Because of the extent of public reliance on our holdings in Acker v. Guinn, 464 S.W.2d 348 (Tex.1971), and Reed v. Wylie, 597 S.W.2d 743 (Tex.1980), and because of an inability to foresee a coming change in the law, the rules announced in this case are to be applied only prospectively from the date of our original opinion, June 8, 1983. See Sanchez v. Schindler, 651 S.W.2d 249, 254 (Tex.1983).

*104We affirm the judgments of the courts below. We hold as a matter of law the Gefferts are the owners of the uranium in the 6.77 acre tract.

. The plaintiffs are Margaret Lyne Moser, Individually and as Independent Executrix and Testamentary Trustee of the Estate of Catherine Carol Lyne, and her husband William Barnett Moser, Jr., as Independent Executor and Testamentary Trustee of the Estate of Catherine Carol Lyne.

. The defendants include all persons who own the mineral estate in the 6.77 acre tract, the Gefferts’ mineral lessees (United States Steel Corporation and N.M. Uranium, Inc.), and Atlantic Richfield Company, owner of an overriding royalty interest.

. We note that under Reed II, however, the correct time frame for determining the existence of a surface destructive method of mineral extraction was not solely at the time of trial (the time used by the court of civil appeals), or solely at the time of conveyance, but the time of conveyance or thereafter. See Reed v. Wylie, 597 S.W.2d 743, 747 (Tex.1980).
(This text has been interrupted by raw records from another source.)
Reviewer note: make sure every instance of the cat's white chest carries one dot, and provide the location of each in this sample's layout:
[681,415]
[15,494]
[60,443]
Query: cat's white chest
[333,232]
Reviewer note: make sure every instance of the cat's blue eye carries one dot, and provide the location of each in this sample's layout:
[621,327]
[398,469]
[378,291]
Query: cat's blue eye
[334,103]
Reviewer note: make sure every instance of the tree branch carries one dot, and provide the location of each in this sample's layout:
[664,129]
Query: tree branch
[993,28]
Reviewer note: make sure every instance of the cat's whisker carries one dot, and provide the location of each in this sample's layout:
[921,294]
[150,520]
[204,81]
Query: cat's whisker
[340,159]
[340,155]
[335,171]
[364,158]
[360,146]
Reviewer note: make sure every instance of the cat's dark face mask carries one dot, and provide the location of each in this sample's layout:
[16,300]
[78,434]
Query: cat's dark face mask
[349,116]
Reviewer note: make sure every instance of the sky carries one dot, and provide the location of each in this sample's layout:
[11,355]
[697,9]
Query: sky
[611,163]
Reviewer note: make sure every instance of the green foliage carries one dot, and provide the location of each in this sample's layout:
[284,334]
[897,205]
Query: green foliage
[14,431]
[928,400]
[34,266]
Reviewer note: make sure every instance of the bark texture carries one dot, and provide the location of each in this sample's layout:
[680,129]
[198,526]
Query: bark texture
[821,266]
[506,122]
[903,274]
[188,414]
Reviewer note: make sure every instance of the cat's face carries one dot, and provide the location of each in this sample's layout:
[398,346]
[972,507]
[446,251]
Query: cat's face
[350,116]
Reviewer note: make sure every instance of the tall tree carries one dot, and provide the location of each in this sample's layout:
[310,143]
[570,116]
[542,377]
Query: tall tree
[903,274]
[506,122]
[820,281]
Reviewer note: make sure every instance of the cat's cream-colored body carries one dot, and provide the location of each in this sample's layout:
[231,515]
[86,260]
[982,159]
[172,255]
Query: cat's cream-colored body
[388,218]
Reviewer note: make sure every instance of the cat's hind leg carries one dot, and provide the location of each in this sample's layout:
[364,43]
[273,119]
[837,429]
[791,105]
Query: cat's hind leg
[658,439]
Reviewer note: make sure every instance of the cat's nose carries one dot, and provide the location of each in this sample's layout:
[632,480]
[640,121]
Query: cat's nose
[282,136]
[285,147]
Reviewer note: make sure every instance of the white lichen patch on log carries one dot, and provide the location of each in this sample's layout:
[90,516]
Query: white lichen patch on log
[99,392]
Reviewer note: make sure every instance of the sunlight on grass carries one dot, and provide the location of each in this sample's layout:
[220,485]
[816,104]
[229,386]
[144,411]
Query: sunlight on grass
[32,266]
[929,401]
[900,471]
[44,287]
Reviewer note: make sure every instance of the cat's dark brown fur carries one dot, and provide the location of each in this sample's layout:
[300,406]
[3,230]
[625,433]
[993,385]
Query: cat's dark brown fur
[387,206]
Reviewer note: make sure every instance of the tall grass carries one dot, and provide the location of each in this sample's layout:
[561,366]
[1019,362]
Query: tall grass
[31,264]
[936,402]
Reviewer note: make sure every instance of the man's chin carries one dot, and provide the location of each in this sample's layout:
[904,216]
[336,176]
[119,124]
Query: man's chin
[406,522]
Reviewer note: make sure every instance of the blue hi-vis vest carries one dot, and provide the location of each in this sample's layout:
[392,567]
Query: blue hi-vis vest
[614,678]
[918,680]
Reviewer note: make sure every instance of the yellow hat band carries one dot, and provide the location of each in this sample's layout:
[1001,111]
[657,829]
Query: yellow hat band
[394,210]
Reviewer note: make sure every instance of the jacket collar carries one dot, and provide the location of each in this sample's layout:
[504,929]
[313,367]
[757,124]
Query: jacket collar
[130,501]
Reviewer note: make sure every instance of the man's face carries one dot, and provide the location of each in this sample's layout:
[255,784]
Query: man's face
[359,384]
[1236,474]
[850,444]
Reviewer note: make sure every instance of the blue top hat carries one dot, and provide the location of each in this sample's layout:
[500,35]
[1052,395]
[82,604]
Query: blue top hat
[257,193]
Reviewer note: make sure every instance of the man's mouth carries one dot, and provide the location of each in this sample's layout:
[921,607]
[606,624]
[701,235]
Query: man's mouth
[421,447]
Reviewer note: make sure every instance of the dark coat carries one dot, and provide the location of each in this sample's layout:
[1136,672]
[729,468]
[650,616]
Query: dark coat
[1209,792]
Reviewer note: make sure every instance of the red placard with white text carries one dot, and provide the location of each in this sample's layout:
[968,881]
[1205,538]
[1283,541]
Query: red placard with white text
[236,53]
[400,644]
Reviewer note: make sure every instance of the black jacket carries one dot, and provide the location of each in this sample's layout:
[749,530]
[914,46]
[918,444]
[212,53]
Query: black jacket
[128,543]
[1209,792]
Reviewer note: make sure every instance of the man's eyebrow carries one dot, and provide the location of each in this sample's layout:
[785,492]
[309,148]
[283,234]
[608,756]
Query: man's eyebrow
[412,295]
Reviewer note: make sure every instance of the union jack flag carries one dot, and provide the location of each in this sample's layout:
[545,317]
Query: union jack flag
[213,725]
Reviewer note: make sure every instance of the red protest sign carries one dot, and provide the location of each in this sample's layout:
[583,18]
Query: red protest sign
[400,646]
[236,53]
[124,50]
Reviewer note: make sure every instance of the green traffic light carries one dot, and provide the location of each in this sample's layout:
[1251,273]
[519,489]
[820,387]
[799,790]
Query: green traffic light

. This holding does not affect the statutory duty of the mineral owner, or his lessee, to reclaim the surface after surface mining. See Texas Uranium Surface Mining and Reclamation Act, NAT. RES. CODE ANN. §§ 131.001 to -.270. See also Surface Mining Control and Reclamation Act of 1977, 30 U.S.C. § 1201 et seq. (1977). The Texas Act requires an operator who is surface mining uranium to submit and effect a reclamation plan or lose his performance bond and face civil and criminal penalties. TEX. NAT. RES. CODE. ANN. § 131.101 to -.270. The Code provides the surface owner with an opportunity to have the land classified as unsuitable for surface mining if he believes the land cannot be reclaimed to the Code’s strict standards. Id. §§ 131.038, -.039, -.047. The Code also demands all reclamation efforts to proceed as contemporaneously as practicable with the surface mining operation. Id. § 131.102(b)(14).